Павел Михайлович Максимов, пришел в НКВД два года назад после тяжелого ранения, полученного во время боев на Курской дуге. Глядя на его внешность, трудно было предположить, что он мог выжить после таких тяжелых ранений. Высокий, стройный, с большими серыми глазами, он был душой отдела. Природа одарила Максимова не только привлекательной внешностью, но и аналитическим умом. Казалось, что он видел то, что не видели другие сотрудники отдела, и именно, эти мелочи порой выводили его на след преступников. Бывший армейский разведчик, он предпочитал отталкиваться в своей работе только от фактов, а не от эмоций.
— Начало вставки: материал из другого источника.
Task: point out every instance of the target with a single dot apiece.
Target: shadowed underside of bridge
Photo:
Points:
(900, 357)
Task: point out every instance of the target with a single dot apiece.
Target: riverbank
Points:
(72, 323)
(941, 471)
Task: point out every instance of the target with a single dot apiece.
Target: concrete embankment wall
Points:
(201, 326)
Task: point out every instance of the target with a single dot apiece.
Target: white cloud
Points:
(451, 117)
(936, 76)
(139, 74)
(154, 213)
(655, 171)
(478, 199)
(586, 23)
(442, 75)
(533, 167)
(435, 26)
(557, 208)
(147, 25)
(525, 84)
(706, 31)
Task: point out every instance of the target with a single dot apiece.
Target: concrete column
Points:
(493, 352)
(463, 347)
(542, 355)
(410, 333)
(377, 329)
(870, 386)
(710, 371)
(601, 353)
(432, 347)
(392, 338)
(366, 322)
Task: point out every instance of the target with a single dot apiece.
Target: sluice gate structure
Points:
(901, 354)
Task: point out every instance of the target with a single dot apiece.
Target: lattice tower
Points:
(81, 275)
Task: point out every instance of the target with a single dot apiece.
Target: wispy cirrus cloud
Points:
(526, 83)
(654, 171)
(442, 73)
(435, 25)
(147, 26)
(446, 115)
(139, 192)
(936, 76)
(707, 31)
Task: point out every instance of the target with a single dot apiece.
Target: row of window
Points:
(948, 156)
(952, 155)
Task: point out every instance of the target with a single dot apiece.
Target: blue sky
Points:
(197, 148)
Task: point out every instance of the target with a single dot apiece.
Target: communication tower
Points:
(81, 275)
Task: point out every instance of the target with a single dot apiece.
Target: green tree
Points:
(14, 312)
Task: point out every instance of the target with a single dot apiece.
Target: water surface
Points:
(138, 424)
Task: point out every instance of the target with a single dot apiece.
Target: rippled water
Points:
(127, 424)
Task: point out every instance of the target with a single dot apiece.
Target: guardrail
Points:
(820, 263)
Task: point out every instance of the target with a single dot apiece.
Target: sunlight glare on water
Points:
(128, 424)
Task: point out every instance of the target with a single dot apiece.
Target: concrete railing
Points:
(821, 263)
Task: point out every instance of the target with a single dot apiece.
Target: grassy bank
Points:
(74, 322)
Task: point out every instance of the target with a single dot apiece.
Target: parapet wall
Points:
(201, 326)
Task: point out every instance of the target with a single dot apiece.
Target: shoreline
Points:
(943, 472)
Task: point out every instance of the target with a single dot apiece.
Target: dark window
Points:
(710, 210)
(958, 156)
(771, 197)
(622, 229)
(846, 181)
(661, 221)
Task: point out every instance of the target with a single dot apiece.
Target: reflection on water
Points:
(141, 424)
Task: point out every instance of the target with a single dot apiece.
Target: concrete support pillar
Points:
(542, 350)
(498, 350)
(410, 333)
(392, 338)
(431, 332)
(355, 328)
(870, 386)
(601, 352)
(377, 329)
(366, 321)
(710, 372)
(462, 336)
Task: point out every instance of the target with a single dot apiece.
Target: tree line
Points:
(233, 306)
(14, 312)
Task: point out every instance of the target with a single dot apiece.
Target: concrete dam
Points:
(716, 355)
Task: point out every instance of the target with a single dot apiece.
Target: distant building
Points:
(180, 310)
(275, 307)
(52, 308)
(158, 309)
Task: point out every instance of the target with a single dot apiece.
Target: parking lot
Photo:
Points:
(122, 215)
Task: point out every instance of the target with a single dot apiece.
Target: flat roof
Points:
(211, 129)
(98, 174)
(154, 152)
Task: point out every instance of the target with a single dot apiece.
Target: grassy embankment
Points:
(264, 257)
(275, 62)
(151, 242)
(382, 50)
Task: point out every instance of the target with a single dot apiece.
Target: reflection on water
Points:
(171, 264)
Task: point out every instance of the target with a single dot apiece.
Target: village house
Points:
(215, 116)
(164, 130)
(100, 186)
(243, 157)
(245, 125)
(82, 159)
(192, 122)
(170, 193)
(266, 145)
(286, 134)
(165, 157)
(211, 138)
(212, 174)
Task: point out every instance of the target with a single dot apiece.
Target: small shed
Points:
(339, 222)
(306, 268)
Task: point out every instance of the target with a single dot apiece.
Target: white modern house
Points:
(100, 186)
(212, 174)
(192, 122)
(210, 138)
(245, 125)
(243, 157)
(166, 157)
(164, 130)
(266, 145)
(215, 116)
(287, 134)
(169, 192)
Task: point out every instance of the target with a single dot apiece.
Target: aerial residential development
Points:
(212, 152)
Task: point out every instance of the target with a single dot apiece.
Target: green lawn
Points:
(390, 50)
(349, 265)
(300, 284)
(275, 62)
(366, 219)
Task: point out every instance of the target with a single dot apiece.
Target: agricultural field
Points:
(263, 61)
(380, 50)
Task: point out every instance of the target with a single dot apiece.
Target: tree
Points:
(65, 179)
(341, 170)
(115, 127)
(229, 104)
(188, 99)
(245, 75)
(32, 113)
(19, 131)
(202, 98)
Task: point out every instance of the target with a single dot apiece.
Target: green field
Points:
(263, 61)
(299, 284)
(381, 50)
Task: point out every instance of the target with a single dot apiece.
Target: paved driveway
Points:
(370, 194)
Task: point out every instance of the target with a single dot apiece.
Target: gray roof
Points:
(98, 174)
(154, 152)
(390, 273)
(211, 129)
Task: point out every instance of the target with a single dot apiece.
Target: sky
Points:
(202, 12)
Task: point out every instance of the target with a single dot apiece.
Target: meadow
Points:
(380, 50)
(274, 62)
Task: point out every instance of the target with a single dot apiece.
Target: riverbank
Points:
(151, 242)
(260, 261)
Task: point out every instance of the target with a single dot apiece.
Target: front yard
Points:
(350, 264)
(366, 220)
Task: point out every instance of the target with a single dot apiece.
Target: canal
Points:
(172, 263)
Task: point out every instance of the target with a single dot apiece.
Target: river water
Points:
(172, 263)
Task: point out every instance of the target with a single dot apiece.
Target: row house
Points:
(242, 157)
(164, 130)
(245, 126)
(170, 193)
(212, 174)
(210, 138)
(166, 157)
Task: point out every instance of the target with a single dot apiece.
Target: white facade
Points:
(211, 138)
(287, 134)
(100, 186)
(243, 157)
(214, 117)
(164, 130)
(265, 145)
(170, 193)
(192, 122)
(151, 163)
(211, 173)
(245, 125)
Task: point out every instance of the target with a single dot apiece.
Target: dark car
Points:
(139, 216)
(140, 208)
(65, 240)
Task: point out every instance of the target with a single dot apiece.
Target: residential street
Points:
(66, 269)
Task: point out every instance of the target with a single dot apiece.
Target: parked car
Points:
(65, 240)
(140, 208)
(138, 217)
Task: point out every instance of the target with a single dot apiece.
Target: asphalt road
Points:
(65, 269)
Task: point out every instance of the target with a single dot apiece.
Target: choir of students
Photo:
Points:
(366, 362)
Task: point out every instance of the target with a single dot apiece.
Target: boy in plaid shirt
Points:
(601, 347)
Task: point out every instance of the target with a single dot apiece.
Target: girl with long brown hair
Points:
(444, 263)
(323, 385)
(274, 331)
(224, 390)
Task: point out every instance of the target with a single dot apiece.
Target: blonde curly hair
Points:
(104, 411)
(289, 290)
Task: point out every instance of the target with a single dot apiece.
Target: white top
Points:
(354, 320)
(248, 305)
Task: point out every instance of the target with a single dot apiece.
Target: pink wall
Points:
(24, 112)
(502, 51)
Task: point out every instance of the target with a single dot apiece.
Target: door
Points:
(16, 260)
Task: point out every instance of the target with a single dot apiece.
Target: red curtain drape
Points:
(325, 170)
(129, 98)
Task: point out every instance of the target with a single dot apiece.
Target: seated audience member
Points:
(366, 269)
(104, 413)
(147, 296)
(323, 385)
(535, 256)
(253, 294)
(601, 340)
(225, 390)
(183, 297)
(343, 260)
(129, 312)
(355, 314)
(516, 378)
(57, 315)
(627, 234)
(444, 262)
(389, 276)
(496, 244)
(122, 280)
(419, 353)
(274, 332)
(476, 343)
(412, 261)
Павел прошел в соседнюю комнату, в которой участковый уполномоченный Строкин опрашивал соседей Пироговых.

– Ну, что скажешь Сережа? – спросил его Павел Михайлович. – Есть что-то интересное?

– Трудно сказать пока, товарищ Максимов. Вот, Грушина Фекла Гавриловна, говорит, что три дня подряд здесь отирался молодой человек лет двадцати пяти. Все говорит, выглядывал кого-то.

– И что это за парень? Местный?

– Нет. У него еще один глаз вроде бы косил чуть-чуть.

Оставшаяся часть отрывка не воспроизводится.